В 1921 году городских мещан власти начали также в принудительном порядке поголовно привлекать к общественно полезному физическому труду (например, погрузке угля на станции или на пароходах). Без этого тем нельзя было больше рассчитывать на получение продуктовых карточек. В ответ на данную новость крестьяне только позлорадствовали: а то, мол, даром те городские пайки свои получали…

Наверное, если в те годы математики решили бы оценить связь между степенью ухудшения жизни народных масс и ростом в людях худших человеческих качеств типа подлости и злобной жестокости, то корреляция легко бы была найдена, причем с высокой степенью сходимости регрессии.

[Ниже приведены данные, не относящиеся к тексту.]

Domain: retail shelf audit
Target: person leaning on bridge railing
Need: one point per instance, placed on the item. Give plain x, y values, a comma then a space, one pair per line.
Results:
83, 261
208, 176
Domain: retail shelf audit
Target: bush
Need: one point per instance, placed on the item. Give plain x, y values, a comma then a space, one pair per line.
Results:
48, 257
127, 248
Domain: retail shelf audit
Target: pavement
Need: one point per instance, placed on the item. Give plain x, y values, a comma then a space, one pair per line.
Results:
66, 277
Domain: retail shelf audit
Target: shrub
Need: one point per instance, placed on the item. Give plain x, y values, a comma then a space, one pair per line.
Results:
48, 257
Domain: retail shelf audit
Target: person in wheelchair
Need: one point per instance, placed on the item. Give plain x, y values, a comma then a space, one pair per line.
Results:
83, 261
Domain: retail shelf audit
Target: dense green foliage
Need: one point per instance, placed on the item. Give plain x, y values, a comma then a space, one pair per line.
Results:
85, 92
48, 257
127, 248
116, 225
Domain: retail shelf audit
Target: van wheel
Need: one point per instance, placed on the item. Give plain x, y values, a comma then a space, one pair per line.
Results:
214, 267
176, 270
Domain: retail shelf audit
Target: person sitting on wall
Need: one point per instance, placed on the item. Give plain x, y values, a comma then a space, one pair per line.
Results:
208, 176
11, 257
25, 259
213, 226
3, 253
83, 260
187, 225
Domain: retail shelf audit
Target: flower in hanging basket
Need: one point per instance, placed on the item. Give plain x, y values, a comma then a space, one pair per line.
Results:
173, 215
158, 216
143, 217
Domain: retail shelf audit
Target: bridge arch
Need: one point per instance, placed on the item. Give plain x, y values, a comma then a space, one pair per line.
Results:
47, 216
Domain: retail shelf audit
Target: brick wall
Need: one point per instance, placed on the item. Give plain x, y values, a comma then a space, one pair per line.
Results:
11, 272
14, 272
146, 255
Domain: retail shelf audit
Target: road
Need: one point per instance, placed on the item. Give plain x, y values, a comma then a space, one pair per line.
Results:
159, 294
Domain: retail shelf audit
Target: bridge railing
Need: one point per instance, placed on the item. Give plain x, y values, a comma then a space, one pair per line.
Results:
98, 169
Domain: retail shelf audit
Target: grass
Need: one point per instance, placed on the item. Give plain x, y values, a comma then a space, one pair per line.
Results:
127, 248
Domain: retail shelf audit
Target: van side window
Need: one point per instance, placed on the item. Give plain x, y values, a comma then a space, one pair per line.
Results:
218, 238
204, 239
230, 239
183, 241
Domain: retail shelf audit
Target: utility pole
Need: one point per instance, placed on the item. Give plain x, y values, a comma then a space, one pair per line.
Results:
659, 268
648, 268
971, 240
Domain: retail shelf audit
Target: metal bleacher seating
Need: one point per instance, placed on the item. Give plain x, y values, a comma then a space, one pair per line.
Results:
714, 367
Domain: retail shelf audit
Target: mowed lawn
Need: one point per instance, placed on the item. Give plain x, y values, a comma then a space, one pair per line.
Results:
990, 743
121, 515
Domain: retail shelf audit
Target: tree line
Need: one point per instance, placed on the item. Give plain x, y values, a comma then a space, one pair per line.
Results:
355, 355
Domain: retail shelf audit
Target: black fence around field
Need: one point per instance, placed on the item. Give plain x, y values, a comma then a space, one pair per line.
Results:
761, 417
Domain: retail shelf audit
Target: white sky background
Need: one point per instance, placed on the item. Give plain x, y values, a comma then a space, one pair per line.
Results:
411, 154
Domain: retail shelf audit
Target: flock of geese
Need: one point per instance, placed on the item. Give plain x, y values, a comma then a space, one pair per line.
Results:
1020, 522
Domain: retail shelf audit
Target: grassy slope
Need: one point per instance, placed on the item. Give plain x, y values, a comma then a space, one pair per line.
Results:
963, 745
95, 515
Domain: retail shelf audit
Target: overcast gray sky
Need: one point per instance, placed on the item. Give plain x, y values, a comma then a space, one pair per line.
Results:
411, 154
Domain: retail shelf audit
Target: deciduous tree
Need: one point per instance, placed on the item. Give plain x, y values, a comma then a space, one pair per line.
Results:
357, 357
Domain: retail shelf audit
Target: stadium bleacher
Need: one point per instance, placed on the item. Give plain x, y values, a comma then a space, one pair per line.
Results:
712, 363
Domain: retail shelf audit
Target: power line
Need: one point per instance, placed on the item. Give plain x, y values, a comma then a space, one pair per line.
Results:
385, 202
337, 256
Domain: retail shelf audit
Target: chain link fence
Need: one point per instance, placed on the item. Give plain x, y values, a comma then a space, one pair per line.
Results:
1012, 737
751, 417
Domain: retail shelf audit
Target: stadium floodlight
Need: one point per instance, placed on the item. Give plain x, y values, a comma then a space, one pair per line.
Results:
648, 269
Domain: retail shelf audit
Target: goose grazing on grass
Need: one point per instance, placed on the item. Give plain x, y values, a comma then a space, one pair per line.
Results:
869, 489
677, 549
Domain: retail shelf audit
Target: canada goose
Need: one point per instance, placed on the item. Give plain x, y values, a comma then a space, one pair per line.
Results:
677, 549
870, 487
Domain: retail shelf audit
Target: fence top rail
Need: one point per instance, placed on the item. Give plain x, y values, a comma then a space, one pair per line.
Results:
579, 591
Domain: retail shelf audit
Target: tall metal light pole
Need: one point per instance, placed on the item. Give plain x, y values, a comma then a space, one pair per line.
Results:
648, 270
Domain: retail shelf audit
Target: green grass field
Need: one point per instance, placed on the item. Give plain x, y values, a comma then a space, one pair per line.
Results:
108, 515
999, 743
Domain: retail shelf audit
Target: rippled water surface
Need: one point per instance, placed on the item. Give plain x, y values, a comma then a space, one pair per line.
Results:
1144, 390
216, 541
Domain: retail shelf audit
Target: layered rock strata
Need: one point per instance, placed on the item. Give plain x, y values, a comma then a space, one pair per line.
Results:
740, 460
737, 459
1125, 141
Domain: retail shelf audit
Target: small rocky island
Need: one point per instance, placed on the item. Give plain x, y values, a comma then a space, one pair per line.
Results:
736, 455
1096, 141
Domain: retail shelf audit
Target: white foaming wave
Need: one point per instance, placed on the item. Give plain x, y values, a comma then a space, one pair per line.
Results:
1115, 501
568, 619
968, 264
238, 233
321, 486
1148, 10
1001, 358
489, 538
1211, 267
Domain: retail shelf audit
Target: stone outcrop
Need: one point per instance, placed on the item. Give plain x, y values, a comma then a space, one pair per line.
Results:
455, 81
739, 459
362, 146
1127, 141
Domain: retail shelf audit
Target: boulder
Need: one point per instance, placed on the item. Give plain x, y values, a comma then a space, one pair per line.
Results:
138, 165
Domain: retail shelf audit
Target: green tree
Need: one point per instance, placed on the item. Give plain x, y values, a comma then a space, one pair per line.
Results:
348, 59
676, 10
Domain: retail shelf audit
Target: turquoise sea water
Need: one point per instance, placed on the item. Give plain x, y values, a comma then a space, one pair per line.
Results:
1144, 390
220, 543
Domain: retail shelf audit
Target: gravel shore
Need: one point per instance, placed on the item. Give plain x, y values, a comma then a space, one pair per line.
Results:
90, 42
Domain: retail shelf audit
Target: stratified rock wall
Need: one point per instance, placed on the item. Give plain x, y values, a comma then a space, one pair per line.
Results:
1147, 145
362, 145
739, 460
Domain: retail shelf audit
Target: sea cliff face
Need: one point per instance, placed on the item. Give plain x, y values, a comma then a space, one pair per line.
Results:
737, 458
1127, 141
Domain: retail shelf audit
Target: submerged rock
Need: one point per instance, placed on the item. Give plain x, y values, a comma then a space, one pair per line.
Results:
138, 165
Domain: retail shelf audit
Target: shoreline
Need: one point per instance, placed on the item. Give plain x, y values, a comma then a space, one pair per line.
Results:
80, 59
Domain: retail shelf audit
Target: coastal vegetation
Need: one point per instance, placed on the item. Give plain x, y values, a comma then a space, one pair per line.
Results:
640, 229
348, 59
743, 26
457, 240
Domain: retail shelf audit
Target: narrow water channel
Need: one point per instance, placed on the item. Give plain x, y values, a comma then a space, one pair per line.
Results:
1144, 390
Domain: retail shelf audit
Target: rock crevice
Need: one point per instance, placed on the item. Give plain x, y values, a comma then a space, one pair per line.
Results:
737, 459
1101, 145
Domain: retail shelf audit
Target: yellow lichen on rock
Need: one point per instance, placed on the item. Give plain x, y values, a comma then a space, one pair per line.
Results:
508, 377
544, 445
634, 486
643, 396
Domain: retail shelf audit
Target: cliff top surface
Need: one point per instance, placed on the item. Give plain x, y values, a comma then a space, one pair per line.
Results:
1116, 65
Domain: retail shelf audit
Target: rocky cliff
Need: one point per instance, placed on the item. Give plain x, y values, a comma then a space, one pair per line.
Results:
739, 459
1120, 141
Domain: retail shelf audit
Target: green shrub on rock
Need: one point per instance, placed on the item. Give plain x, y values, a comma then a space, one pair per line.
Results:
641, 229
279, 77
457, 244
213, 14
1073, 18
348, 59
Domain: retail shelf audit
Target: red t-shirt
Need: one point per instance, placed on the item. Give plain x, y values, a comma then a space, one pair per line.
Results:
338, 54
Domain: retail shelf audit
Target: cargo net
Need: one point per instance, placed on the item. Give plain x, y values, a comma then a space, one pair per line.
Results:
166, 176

33Коля первым из семейства Ропаковых получит высшее образование, выучится на инженера, в 30-х годах станет начальником смены Черноречинского химического комбината в городе Дзержинске. Однако, как многие в то время молодые руководители, он в 1936 году (в возрасте 24 лет), за «несвоевременное выполнение производственного плана» будет арестован и осужден по 58-й статье в качестве «врага народа». После начала войны специалисты военного профиля в СССР станут на вес золота и его амнистируют, чтобы снова поставить руководить производством азотной и серной кислоты – важнейших компонентов взрывчатых веществ. Другим направлением производства Черноречинского завода в те годы были боевые отравляющие вещества: фосген, дифосген, синильная кислота (к счастью, они не применялись на фронте, но были оружием сдерживания, заставлявшим фашистов не использовать свое химическое оружие против советских войск).